KPK Panggil Ketua KPU Lombok Barat Terkait Kasus Korupsi Bupati Nonaktif Lalu Ahmad Zaini

Oleh Arian Mesa
SHARE   :

KPK Panggil Ketua KPU Lombok Barat Terkait Kasus Korupsi Bupati Nonaktif Lalu Ahmad Zaini
Foto: Tersangka kasus dugaan korupsi pengadaan barang dan jasa di Pemkab Lombok Barat Lalu Ahmad Zaini berjalan menuju ruang pemeriksaan di Gedung Merah Putih KPK, Jakarta, Rabu 29/7/2026 (sumber: ANTARA FOTO/Indrianto Eko Suwarso)

Pantau - Komisi Pemberantasan Korupsi (KPK) memanggil Ketua Komisi Pemilihan Umum (KPU) Kabupaten Lombok Barat Lalu Rudi Iskandar sebagai saksi dalam kasus dugaan korupsi yang menjerat Bupati Lombok Barat nonaktif Lalu Ahmad Zaini alias LAZ.

Selain Lalu Rudi Iskandar, KPK memanggil lima saksi lainnya dari kalangan pegawai, pejabat Pemerintah Kabupaten Lombok Barat, dan pihak swasta dalam perkara yang sama.

Juru Bicara KPK Budi Prasetyo mengatakan pemeriksaan para saksi dijadwalkan berlangsung di Gedung Merah Putih KPK, Jakarta.

"KPK menjadwalkan pemeriksaan saksi di Gedung Merah Putih KPK, Jakarta," kata Budi.

KPK Periksa Pegawai Pemkab hingga Pihak Swasta

Lima saksi lainnya yang dipanggil KPK berasal dari sejumlah instansi dan perusahaan yang berkaitan dengan perkara tersebut.

Saksi berinisial SH merupakan pegawai PT Air Minum Giri Menang (Perseroda).
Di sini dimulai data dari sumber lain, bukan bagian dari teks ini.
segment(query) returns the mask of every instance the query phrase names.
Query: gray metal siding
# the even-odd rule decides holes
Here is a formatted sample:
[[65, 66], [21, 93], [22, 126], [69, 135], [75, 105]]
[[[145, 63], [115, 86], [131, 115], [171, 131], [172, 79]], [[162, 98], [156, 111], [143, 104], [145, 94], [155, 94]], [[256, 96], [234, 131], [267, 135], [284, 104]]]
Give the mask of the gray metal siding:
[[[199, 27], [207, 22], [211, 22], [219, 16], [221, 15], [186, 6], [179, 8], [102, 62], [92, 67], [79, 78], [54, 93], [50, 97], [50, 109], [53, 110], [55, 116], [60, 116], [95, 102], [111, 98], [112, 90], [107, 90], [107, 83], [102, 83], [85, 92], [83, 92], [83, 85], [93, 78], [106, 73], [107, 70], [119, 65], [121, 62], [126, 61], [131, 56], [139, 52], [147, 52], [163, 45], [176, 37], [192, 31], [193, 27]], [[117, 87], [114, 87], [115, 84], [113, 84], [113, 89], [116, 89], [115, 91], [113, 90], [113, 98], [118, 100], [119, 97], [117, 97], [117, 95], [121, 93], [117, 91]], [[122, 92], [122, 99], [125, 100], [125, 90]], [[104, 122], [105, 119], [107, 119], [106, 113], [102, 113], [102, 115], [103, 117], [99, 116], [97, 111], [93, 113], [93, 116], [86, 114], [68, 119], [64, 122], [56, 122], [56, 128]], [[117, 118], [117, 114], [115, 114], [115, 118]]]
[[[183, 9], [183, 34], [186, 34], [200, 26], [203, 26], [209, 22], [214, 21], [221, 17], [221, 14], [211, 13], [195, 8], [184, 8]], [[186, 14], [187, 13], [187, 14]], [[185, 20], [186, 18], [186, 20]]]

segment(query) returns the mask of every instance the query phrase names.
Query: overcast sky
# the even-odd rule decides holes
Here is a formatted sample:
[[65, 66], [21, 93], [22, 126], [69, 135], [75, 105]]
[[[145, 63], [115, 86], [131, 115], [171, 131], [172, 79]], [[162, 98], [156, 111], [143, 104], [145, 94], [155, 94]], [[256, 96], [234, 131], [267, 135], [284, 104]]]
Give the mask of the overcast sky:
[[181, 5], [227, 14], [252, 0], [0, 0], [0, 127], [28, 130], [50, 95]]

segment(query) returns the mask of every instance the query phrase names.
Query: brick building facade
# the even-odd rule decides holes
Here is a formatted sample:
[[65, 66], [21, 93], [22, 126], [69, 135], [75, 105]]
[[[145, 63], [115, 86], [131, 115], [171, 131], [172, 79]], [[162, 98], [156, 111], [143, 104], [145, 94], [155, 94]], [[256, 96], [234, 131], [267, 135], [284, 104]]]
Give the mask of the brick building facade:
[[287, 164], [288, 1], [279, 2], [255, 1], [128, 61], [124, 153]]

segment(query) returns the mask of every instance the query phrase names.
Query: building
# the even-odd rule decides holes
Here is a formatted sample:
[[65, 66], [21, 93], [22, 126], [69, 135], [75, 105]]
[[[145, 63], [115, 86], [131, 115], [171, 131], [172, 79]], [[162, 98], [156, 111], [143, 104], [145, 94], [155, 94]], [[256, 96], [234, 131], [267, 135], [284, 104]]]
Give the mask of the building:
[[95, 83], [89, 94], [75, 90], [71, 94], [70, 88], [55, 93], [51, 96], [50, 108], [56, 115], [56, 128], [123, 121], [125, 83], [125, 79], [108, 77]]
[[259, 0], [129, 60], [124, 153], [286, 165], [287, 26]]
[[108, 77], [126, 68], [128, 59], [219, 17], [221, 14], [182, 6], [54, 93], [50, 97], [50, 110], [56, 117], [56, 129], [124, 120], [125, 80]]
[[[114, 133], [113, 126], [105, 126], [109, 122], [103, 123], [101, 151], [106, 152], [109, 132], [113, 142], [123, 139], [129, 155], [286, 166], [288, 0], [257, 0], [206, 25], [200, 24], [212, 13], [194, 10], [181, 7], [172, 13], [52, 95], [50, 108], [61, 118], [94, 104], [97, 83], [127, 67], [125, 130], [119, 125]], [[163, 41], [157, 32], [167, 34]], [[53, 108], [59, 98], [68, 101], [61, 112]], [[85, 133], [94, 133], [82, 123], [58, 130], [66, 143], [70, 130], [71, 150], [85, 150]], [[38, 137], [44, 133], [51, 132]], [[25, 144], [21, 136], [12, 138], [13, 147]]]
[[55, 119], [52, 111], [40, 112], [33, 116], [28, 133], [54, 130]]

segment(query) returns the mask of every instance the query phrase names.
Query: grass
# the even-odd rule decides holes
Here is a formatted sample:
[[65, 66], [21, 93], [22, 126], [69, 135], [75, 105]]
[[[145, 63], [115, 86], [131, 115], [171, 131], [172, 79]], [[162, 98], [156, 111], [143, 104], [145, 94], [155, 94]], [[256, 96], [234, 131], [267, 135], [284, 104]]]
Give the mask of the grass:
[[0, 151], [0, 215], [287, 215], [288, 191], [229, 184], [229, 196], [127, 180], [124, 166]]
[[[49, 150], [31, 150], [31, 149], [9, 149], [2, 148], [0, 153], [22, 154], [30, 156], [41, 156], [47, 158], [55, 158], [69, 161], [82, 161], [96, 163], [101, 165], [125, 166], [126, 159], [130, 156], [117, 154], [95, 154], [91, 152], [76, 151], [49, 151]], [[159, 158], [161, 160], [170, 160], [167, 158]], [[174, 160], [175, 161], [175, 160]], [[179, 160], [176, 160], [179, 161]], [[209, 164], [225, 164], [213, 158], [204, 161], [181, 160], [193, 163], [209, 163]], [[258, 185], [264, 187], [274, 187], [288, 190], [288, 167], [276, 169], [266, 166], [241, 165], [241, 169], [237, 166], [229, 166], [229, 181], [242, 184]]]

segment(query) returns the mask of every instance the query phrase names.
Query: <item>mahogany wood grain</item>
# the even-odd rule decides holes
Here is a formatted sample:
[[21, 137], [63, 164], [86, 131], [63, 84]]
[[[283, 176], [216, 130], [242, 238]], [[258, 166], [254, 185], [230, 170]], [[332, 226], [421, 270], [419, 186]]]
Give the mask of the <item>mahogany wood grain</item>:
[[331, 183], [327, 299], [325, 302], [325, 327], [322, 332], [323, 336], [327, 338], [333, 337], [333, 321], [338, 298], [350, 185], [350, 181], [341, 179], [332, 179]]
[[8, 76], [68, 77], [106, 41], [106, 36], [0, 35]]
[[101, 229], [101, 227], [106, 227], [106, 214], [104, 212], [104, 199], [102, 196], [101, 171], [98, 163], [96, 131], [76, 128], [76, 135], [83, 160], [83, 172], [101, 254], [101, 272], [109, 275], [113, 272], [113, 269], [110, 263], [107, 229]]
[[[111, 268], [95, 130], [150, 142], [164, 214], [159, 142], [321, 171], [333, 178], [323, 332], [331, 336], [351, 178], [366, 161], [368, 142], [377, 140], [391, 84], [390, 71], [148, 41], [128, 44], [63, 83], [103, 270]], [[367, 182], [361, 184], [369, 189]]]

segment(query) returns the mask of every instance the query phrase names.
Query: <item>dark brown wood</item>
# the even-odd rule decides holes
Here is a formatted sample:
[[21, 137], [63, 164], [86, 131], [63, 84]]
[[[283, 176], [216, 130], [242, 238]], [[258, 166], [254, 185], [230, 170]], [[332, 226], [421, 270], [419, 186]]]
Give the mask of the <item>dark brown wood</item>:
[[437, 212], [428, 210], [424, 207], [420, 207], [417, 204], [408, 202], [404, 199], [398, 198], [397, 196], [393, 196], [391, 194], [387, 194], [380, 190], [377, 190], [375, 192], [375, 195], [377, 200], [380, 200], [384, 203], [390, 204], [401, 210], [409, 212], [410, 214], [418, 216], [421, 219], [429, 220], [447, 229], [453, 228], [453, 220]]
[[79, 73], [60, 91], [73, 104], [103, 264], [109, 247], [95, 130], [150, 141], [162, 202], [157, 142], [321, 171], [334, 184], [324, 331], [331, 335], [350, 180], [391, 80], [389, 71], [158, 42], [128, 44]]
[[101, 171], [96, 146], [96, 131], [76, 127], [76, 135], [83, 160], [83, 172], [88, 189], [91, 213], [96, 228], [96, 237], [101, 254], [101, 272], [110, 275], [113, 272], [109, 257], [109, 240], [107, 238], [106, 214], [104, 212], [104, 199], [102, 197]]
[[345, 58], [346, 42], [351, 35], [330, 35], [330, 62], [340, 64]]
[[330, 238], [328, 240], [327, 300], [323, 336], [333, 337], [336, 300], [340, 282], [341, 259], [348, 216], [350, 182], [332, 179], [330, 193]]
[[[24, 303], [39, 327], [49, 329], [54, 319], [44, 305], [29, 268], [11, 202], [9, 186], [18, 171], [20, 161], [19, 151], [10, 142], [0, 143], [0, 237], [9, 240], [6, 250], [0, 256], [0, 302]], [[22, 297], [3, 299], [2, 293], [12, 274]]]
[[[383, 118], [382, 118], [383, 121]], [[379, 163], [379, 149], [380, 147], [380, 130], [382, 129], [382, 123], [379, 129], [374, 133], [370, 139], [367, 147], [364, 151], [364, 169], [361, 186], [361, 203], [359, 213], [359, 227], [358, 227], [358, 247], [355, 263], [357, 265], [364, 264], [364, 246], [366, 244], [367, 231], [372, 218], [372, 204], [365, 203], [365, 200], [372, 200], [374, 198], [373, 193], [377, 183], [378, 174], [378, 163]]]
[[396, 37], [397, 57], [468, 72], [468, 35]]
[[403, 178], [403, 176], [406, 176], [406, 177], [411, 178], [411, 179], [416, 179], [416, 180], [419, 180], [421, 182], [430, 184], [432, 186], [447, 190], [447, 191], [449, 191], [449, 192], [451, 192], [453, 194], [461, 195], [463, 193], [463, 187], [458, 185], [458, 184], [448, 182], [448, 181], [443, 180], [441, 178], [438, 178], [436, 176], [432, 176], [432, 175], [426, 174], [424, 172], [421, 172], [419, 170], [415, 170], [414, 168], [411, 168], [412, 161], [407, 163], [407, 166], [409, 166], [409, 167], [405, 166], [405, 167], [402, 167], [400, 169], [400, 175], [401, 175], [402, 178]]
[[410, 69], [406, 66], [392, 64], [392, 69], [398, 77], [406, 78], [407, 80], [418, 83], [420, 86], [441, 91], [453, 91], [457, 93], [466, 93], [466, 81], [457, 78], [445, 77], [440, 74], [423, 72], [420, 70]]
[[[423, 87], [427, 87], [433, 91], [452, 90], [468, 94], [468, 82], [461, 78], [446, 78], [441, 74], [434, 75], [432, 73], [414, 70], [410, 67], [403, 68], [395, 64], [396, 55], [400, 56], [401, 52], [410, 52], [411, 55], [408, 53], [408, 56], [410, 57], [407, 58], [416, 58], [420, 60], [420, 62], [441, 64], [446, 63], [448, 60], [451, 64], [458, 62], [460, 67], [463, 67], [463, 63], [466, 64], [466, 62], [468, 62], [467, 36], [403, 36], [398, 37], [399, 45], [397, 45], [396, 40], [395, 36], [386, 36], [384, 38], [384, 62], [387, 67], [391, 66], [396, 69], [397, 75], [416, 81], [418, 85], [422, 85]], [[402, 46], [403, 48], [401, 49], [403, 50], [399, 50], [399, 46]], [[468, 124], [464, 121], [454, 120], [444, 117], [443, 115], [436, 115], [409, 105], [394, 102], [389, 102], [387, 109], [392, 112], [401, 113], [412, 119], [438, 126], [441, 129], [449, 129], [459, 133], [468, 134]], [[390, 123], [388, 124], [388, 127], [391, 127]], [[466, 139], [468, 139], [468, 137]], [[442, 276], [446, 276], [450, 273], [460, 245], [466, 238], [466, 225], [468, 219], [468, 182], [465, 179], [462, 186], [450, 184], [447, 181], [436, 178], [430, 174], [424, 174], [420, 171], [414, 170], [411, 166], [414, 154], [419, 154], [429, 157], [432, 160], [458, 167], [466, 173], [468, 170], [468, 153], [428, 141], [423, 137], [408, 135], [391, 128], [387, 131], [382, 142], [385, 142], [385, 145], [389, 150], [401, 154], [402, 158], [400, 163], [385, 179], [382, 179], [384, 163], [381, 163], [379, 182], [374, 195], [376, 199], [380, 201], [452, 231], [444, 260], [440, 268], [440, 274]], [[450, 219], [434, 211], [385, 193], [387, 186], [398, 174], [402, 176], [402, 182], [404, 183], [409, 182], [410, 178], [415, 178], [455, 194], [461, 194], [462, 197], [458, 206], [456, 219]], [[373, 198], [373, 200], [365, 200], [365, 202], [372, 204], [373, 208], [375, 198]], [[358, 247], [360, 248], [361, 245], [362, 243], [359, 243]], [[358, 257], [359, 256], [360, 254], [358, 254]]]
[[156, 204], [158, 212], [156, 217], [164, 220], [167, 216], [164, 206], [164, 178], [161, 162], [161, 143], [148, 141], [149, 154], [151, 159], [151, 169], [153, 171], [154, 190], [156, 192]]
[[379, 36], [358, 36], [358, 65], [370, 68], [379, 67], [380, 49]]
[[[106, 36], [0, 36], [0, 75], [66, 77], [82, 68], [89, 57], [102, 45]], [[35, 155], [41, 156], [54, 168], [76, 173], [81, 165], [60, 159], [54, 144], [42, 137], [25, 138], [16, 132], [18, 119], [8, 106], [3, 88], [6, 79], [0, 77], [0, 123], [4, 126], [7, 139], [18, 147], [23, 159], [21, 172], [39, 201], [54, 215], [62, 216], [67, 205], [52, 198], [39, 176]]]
Sementara itu, saksi berinisial LR merupakan Kepala Bagian Umum Sekretariat Daerah Lombok Barat.

Dua saksi lainnya berinisial HB dan NPU tercatat sebagai pegawai PT Meconel Sistim Instrument.

KPK juga memanggil perwakilan LB Auto Sunter untuk menjalani pemeriksaan sebagai saksi.

Kasus Berawal dari OTT KPK

Kasus tersebut bermula dari operasi tangkap tangan (OTT) KPK terhadap Lalu Ahmad Zaini pada 20 Juli 2026.

Operasi itu tercatat sebagai OTT ke-17 yang dilakukan KPK sepanjang 2026.

Sehari setelah OTT, pada 21 Juli 2026, KPK menetapkan Lalu Ahmad Zaini sebagai tersangka bersama Direktur Utama PT Air Minum Giri Menang Sudirman.

Lalu Ahmad Zaini dan Sudirman ditetapkan sebagai tersangka dalam kasus dugaan konflik kepentingan dalam pengadaan barang dan jasa.

Dalam perkara lainnya, KPK menetapkan Lalu Ahmad Zaini dan Sudirman bersama Direktur Utama PT Meconel Sistim Instrument Alvonsus Gani sebagai tersangka kasus dugaan suap di lingkungan Pemerintah Kabupaten Lombok Barat, Nusa Tenggara Barat.

KPK Duga Lalu Ahmad Zaini Terima Rp12,4 Miliar

KPK menduga Lalu Ahmad Zaini menerima uang dari praktik korupsi dengan nilai mencapai Rp12,4 miliar.

Dari jumlah tersebut, sebanyak Rp10,8 miliar diduga berasal dari praktik konflik kepentingan dalam pengadaan barang dan jasa.

Sementara itu, Rp1,6 miliar lainnya diduga diterima dalam bentuk suap.

Dugaan suap senilai Rp1,6 miliar tersebut berkaitan dengan kemenangan PT Meconel Sistim Instrument dalam proyek di lingkungan Pemerintah Kabupaten Lombok Barat, Nusa Tenggara Barat.